The same applies in equal measure to both Bass and Barters Hill’s young trainer Ben Pauling, who became friends when serving their respective apprenticeships with the aforementioned Henderson.
“We often went racing together in the car,” said the jockey. “Coming from Nicky’s, he knows how to give horses time and be patient. It definitely helped a lot with Barters Hill.”
This approach is reaping rewards – Pauling’s rise to prominence since going it alone in 2013 is one reason why Bass is on the 38-winner mark for the current campaign and on course to beat his personal best tally of 46 successes in the 2014-15 season.
Born in Northamptonshire, he is still a slightly unlikely jockey – his parents are both classical musicians while his youngster sister plays the harp at the prestigious Royal College of Music. Yet Bass is grateful to his parents for taking him point-to-point racing and also inspiring his own passion for music which helps him to relax. This, and a growing awareness of current affairs, means it is easier for him now to accept the disappointment of defeat.
After stints at the British Racing School, and then the yards of Richard Philips and the late point-to-point trainer John Manners, Bass was persuaded by his friend Felix de Giles – now based in France – to join the Seven Barrows stable in Lambourn as Henderson began to acquire future champions like Sprinter Sacre, Bobs Worth and Binocular.
“To ride Sprinter Sacre – just once – was really special,” said Bass.
“I was still a conditional. For Nicky to put the faith in me, it was quite a big thing. I don’t know if I will ever again ride a horse as good as him over fences.”
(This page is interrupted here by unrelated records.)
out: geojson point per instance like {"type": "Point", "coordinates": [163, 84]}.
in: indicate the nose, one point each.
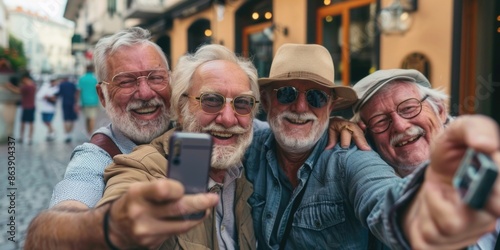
{"type": "Point", "coordinates": [399, 123]}
{"type": "Point", "coordinates": [227, 116]}
{"type": "Point", "coordinates": [300, 105]}
{"type": "Point", "coordinates": [144, 92]}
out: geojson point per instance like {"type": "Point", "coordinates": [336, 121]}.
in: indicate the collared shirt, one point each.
{"type": "Point", "coordinates": [488, 240]}
{"type": "Point", "coordinates": [84, 177]}
{"type": "Point", "coordinates": [83, 180]}
{"type": "Point", "coordinates": [225, 219]}
{"type": "Point", "coordinates": [345, 188]}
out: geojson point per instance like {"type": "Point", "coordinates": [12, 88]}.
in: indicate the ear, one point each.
{"type": "Point", "coordinates": [442, 113]}
{"type": "Point", "coordinates": [100, 94]}
{"type": "Point", "coordinates": [264, 100]}
{"type": "Point", "coordinates": [362, 125]}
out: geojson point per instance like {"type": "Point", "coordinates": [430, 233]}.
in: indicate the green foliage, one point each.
{"type": "Point", "coordinates": [14, 54]}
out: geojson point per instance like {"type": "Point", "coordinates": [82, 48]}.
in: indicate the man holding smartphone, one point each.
{"type": "Point", "coordinates": [138, 114]}
{"type": "Point", "coordinates": [307, 197]}
{"type": "Point", "coordinates": [213, 92]}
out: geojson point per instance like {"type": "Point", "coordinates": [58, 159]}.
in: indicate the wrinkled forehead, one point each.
{"type": "Point", "coordinates": [221, 76]}
{"type": "Point", "coordinates": [389, 97]}
{"type": "Point", "coordinates": [139, 57]}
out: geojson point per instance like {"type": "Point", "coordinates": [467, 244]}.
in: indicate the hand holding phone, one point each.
{"type": "Point", "coordinates": [475, 178]}
{"type": "Point", "coordinates": [189, 159]}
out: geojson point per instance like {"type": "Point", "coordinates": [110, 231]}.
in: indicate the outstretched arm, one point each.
{"type": "Point", "coordinates": [345, 131]}
{"type": "Point", "coordinates": [438, 218]}
{"type": "Point", "coordinates": [141, 217]}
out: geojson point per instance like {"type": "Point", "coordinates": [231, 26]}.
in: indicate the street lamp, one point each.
{"type": "Point", "coordinates": [396, 18]}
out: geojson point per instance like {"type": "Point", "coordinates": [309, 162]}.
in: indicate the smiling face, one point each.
{"type": "Point", "coordinates": [405, 144]}
{"type": "Point", "coordinates": [296, 126]}
{"type": "Point", "coordinates": [143, 114]}
{"type": "Point", "coordinates": [231, 133]}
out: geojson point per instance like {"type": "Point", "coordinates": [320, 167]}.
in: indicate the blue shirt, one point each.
{"type": "Point", "coordinates": [84, 177]}
{"type": "Point", "coordinates": [344, 187]}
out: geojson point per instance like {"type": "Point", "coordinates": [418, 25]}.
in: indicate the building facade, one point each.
{"type": "Point", "coordinates": [47, 43]}
{"type": "Point", "coordinates": [450, 41]}
{"type": "Point", "coordinates": [4, 33]}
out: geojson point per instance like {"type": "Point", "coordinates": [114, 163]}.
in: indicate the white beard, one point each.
{"type": "Point", "coordinates": [223, 156]}
{"type": "Point", "coordinates": [139, 131]}
{"type": "Point", "coordinates": [296, 141]}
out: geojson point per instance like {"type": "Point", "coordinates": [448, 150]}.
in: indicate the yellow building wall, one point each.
{"type": "Point", "coordinates": [292, 16]}
{"type": "Point", "coordinates": [222, 30]}
{"type": "Point", "coordinates": [430, 34]}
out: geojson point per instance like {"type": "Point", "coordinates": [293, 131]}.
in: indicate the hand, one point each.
{"type": "Point", "coordinates": [438, 218]}
{"type": "Point", "coordinates": [346, 130]}
{"type": "Point", "coordinates": [143, 217]}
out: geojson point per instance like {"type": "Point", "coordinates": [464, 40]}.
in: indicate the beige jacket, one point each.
{"type": "Point", "coordinates": [148, 162]}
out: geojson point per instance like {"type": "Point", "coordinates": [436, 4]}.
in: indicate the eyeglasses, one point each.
{"type": "Point", "coordinates": [212, 103]}
{"type": "Point", "coordinates": [316, 98]}
{"type": "Point", "coordinates": [407, 109]}
{"type": "Point", "coordinates": [128, 82]}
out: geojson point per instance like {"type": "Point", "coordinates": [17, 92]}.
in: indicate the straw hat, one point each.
{"type": "Point", "coordinates": [310, 62]}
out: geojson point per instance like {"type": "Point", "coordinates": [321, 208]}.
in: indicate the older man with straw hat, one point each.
{"type": "Point", "coordinates": [306, 196]}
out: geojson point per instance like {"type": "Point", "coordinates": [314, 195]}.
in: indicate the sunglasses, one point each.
{"type": "Point", "coordinates": [316, 98]}
{"type": "Point", "coordinates": [212, 103]}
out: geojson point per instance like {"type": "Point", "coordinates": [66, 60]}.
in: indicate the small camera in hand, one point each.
{"type": "Point", "coordinates": [475, 178]}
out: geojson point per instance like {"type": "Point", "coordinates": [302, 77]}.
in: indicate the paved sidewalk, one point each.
{"type": "Point", "coordinates": [38, 167]}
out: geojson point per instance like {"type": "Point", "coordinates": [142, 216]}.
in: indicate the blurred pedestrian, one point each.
{"type": "Point", "coordinates": [27, 89]}
{"type": "Point", "coordinates": [89, 99]}
{"type": "Point", "coordinates": [47, 104]}
{"type": "Point", "coordinates": [70, 95]}
{"type": "Point", "coordinates": [9, 108]}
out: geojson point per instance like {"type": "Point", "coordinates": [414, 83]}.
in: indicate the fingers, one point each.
{"type": "Point", "coordinates": [359, 137]}
{"type": "Point", "coordinates": [347, 131]}
{"type": "Point", "coordinates": [476, 131]}
{"type": "Point", "coordinates": [444, 221]}
{"type": "Point", "coordinates": [147, 214]}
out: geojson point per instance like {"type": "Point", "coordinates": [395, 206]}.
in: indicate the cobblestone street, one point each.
{"type": "Point", "coordinates": [38, 167]}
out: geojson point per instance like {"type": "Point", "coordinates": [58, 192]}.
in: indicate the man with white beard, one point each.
{"type": "Point", "coordinates": [213, 92]}
{"type": "Point", "coordinates": [134, 88]}
{"type": "Point", "coordinates": [306, 197]}
{"type": "Point", "coordinates": [401, 114]}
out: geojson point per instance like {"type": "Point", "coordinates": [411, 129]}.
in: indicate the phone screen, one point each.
{"type": "Point", "coordinates": [189, 161]}
{"type": "Point", "coordinates": [191, 165]}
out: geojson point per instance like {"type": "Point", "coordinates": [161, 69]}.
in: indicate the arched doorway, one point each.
{"type": "Point", "coordinates": [199, 33]}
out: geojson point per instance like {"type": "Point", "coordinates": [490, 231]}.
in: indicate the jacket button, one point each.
{"type": "Point", "coordinates": [317, 223]}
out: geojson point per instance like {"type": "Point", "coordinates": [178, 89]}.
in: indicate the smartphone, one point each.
{"type": "Point", "coordinates": [475, 178]}
{"type": "Point", "coordinates": [189, 159]}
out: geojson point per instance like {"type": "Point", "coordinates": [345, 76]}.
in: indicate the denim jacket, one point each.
{"type": "Point", "coordinates": [345, 188]}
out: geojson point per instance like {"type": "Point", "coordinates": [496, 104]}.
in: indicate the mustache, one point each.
{"type": "Point", "coordinates": [137, 104]}
{"type": "Point", "coordinates": [213, 127]}
{"type": "Point", "coordinates": [411, 132]}
{"type": "Point", "coordinates": [295, 116]}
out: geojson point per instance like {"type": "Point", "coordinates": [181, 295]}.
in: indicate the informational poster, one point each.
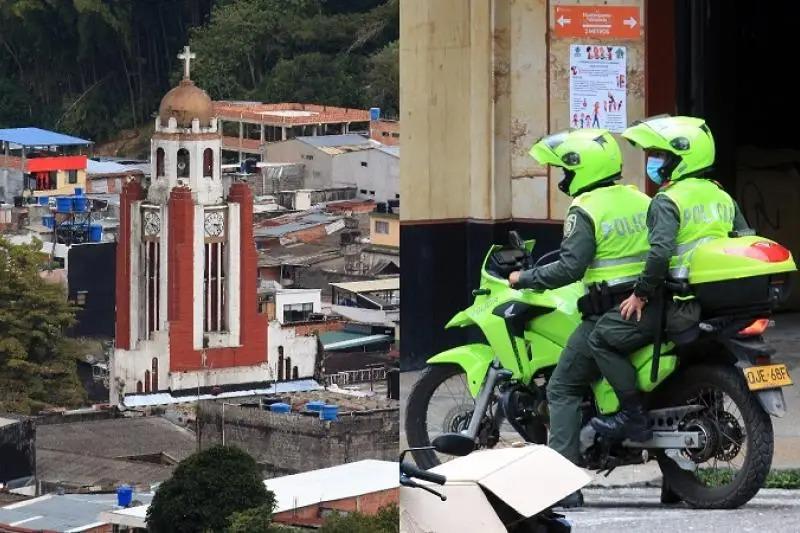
{"type": "Point", "coordinates": [598, 82]}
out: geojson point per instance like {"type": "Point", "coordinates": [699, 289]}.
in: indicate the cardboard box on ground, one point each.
{"type": "Point", "coordinates": [768, 192]}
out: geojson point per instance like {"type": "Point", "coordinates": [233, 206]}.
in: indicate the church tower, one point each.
{"type": "Point", "coordinates": [187, 313]}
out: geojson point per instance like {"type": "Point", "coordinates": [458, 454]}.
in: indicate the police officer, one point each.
{"type": "Point", "coordinates": [688, 210]}
{"type": "Point", "coordinates": [604, 244]}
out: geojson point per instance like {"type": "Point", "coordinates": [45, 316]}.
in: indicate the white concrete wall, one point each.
{"type": "Point", "coordinates": [301, 348]}
{"type": "Point", "coordinates": [318, 171]}
{"type": "Point", "coordinates": [382, 173]}
{"type": "Point", "coordinates": [297, 296]}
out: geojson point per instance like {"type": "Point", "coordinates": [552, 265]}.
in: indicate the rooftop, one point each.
{"type": "Point", "coordinates": [341, 340]}
{"type": "Point", "coordinates": [287, 114]}
{"type": "Point", "coordinates": [32, 137]}
{"type": "Point", "coordinates": [336, 483]}
{"type": "Point", "coordinates": [68, 512]}
{"type": "Point", "coordinates": [79, 470]}
{"type": "Point", "coordinates": [386, 284]}
{"type": "Point", "coordinates": [164, 398]}
{"type": "Point", "coordinates": [280, 226]}
{"type": "Point", "coordinates": [118, 438]}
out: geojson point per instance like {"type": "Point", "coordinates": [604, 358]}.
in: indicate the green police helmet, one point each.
{"type": "Point", "coordinates": [688, 139]}
{"type": "Point", "coordinates": [588, 156]}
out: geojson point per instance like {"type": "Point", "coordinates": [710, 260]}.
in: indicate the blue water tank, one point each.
{"type": "Point", "coordinates": [315, 406]}
{"type": "Point", "coordinates": [329, 412]}
{"type": "Point", "coordinates": [280, 408]}
{"type": "Point", "coordinates": [95, 232]}
{"type": "Point", "coordinates": [80, 203]}
{"type": "Point", "coordinates": [64, 204]}
{"type": "Point", "coordinates": [124, 495]}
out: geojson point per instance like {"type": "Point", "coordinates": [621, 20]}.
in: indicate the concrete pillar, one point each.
{"type": "Point", "coordinates": [480, 82]}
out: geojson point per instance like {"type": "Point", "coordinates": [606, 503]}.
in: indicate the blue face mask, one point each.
{"type": "Point", "coordinates": [654, 164]}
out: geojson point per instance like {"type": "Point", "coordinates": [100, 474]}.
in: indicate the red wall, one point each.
{"type": "Point", "coordinates": [66, 162]}
{"type": "Point", "coordinates": [253, 326]}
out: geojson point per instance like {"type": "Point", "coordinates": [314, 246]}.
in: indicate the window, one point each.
{"type": "Point", "coordinates": [159, 162]}
{"type": "Point", "coordinates": [208, 163]}
{"type": "Point", "coordinates": [80, 297]}
{"type": "Point", "coordinates": [155, 374]}
{"type": "Point", "coordinates": [183, 163]}
{"type": "Point", "coordinates": [297, 312]}
{"type": "Point", "coordinates": [214, 287]}
{"type": "Point", "coordinates": [150, 285]}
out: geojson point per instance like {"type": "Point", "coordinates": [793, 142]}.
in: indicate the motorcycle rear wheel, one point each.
{"type": "Point", "coordinates": [748, 437]}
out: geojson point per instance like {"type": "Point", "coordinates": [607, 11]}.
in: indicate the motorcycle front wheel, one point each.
{"type": "Point", "coordinates": [440, 402]}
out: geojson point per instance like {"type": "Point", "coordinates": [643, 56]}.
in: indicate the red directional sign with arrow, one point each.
{"type": "Point", "coordinates": [598, 22]}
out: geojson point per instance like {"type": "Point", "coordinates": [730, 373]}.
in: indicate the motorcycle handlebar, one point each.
{"type": "Point", "coordinates": [412, 471]}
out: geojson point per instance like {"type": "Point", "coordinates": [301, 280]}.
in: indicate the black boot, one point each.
{"type": "Point", "coordinates": [631, 422]}
{"type": "Point", "coordinates": [571, 501]}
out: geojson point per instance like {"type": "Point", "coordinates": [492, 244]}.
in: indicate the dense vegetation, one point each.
{"type": "Point", "coordinates": [95, 67]}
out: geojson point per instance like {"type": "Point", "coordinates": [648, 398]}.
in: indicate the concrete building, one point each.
{"type": "Point", "coordinates": [17, 451]}
{"type": "Point", "coordinates": [480, 82]}
{"type": "Point", "coordinates": [248, 126]}
{"type": "Point", "coordinates": [41, 163]}
{"type": "Point", "coordinates": [187, 314]}
{"type": "Point", "coordinates": [344, 161]}
{"type": "Point", "coordinates": [289, 443]}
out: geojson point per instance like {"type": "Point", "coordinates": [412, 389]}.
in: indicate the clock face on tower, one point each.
{"type": "Point", "coordinates": [215, 224]}
{"type": "Point", "coordinates": [151, 223]}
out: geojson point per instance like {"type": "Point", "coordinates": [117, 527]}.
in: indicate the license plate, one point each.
{"type": "Point", "coordinates": [767, 377]}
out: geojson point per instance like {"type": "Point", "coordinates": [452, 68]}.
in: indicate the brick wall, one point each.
{"type": "Point", "coordinates": [367, 504]}
{"type": "Point", "coordinates": [291, 443]}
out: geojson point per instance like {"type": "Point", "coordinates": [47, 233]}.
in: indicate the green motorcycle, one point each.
{"type": "Point", "coordinates": [709, 400]}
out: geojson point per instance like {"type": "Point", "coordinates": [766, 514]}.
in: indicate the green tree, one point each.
{"type": "Point", "coordinates": [207, 488]}
{"type": "Point", "coordinates": [386, 521]}
{"type": "Point", "coordinates": [37, 363]}
{"type": "Point", "coordinates": [384, 79]}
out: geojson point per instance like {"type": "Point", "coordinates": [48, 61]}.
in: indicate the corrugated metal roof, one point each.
{"type": "Point", "coordinates": [335, 141]}
{"type": "Point", "coordinates": [335, 483]}
{"type": "Point", "coordinates": [62, 513]}
{"type": "Point", "coordinates": [386, 284]}
{"type": "Point", "coordinates": [164, 398]}
{"type": "Point", "coordinates": [340, 340]}
{"type": "Point", "coordinates": [39, 137]}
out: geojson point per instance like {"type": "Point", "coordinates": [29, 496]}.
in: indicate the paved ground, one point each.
{"type": "Point", "coordinates": [627, 499]}
{"type": "Point", "coordinates": [638, 510]}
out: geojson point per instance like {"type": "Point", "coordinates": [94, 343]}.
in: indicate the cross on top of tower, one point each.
{"type": "Point", "coordinates": [187, 57]}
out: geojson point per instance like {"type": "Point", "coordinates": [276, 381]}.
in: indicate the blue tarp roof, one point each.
{"type": "Point", "coordinates": [39, 137]}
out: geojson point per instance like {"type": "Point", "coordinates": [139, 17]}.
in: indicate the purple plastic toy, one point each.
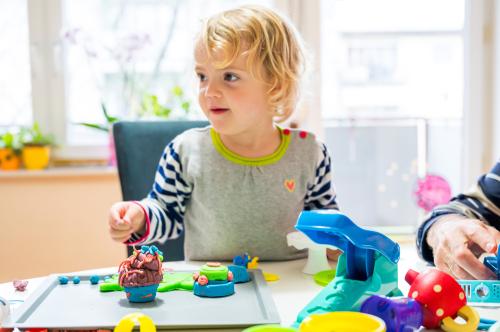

Bass keeps trying to persuade Nico de Boinville, his house-mate, to forego the ride on Sprinter Sacre now that steeplechasing’s standard-bearer is on the comeback trail following two stirring successes and now bound for the Queen Mother Champion Chase which he won in 2013.
The rivalry between Bass and de Boinville, another Henderson protégé, is a friendly one which is helping spur both to success.
When the former recorded his first winner at the Cheltenham Festival last March when the Kim Bailey-trained Darna bounded clear in the Brown Advisory & Merriebelle Stable Plate, the latter trumped this success 24 hours later by winning a fairytale Gold Cup on the novice Coneygree.
“Typical Nico!” joked Bass. “I was getting a bit annoyed with the Cheltenham Festival.
“My strike rate at the course is terrible, but it’s the be-all and end-all. To get on the right horse, and for it to go right, it takes some doing.”
Like his Grade One success, Bass hopes this will be the first many of many Cheltenham Festival successes as he divdes his time between the Pauling, Henderson and Bailey stables.
After Polly Peachum’s last-gasp success at Sandown for Henderson, he’s on the Bailey-trained Un Ace – racing record-breaker AP McCoy’s last Ascot winner – in today’s William Hill Lanzarote Hurdle at Kempton.
They have an each-way chance, though 11st 3lb on rain-softened ground might prove their undoing.
“Confidence is a massive thing,” adds Bass with infectious enthusiasm.
“I’m riding good horses for good trainers. The more success you have, the more you want it. I can’t complain.”